Teachers in this process of building an alliance must be willing to push through the difficult times when students appear to choose an adversarial role. Teachers and support personnel must commit to do everything in their power to strengthen the bond between themselves and the student.
Hammond, speaking of a teacher she observed, writes how this foundation for a learning partnership is laid. She states, “Simply setting time aside to listen with her full attention helped generate rapport. Practicing a pedagogy of listening may be simple but it isn’t always easy.” (emphasis mine)
Hammond provides the five trust generators that help students to forge genuine connections with a teacher.
It is critical, in our role as educators, to be creative in how we work to partner with students in ways that lead to independence and a sense of agency. The expectation must not be that this alliance building between teacher and students can take place overnight.

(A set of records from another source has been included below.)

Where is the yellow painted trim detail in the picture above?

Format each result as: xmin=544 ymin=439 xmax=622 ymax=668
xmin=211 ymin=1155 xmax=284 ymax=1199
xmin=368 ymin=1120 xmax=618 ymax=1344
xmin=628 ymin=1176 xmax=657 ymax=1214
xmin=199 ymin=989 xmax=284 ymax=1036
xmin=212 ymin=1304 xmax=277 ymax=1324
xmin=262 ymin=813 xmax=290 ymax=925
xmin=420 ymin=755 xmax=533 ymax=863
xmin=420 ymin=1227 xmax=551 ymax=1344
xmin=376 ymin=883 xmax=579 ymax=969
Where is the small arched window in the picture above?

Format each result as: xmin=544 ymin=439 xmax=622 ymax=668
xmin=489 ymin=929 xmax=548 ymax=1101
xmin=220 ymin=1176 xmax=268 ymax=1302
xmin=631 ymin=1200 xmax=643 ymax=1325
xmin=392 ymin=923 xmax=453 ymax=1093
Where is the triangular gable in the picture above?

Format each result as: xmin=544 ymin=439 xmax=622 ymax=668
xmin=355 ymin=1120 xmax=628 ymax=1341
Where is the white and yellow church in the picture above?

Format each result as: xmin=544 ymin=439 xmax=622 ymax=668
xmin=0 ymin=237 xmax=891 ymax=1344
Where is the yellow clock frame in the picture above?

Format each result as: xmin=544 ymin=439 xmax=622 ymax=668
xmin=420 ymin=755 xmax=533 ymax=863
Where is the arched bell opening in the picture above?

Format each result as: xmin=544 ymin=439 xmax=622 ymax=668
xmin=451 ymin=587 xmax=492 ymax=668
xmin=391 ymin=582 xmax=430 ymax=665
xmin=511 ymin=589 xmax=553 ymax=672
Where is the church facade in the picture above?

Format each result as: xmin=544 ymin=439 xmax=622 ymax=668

Becoming a staunch ally for marginalized students takes much effort, endurance and tenacity. The payoff is enormous however, in ensuring that students become dynamically engaged in their own learning.
This is undoubtedly one of the best books I’ve read in my thirty years in education. I read it and then read it again. I’ve marked passages and gone back to highlight and make more notes. (My husband is a tiny bit peeved that I’ve bought several copies and given them to colleagues.)
This is a must-read. Run to your nearest bookstore and get you a copy.